One refreshing point of view is offered by Tzvetan Todorov, the French philosopher of Bulgarian origin. According to him, Bulgaria, which saved its Jews, was not very different from the other European countries, which did not. What mattered in the case of Bulgaria was a fragile chain of events that could have been broken at any time: one blunder by a politician here or there, one public figure that did not stand up at the right time, a different sentiment in the Orthodox church leadership, a more decisive king – and the whole "salvation" would have turned into annihilation.
At the present time, most Bulgarian politicians and statesmen try to avoid the controversies by claiming that the Bulgarian Jews were saved as a result of the efforts of the "whole nation."
No one is willing to accept responsibility for the deaths of the 11,343 Jews from North Macedonia, Aegean Thrace and Pirot who were sent to Poland on the day the Bulgarian Jews were saved.
Against this background, the Bulgarian visit to Kavala for the 80th anniversary of the extermination of northern Greece's Jewish community was a landmark event. It signalled that perhaps Bulgarians might be able to confront their country's history level-headedly rather than through propaganda and self-eulogy.
Significantly, any recognition of Bulgaria's role in the Holocaust will open up a plethora of other often uncomfortable questions related to this country's recent past. One of them concerns the Republic of North Macedonia, where the issue of the Bulgarian deportation of Macedonia's Jews is used for latter-day political purposes as vehemently as it is in Bulgaria proper.
Another, and even more controversial, issue would be the Bulgarian People's Court, which was mandated by the Allies after the Second World War ended. It sentenced over 2,000 real and imaginary war criminals to death, by far surpassing the death sentences handed down at the Nuremberg Trials in Germany.

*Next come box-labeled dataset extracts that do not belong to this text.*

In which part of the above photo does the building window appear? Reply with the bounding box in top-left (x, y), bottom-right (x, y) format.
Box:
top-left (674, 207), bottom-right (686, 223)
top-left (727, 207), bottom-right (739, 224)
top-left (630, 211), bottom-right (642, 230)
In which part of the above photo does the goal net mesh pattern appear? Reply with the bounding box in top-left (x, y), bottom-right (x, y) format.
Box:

In the 1990s the anti-Communist SDS, or Union of Democratic Forces, passed a bill to repeal the decisions of the People's Court. A totally new idiom was born. What under Communism was being represented as just punishment for the "national catastrophe" was now seen as an emblem of Communist repression. Those who had been billed "monarcho-fascist" suddenly emerged as the "elite of the nation" whom the Communists "decapitated." Bogdan Filov, the Bulgarian prime minister who enthusiastically supported this country's alliance with Hitler, was fully rehabilitated. His portrait now hangs in the Bulgarian Academy of Sciences, a noted archaeologist. And Aleksandar Belev, the anti-Semitic commissar for Jewish affairs who supervised the transit of Greek, Macedonian and Serbian Jews, is inscribed on a wall in front of the National Palace of Culture designed to commemorate the victims of Communism. He too was a victim...
Saying sorry for the crimes committed during the Second World War, therefore, will mean admitting the mistakes of the post-Communist period as well. And for that Bulgaria is hardly prepared – as long as its president lays flowers at a monument celebrating a monarch who sent 11,343 Jews to the gas chambers.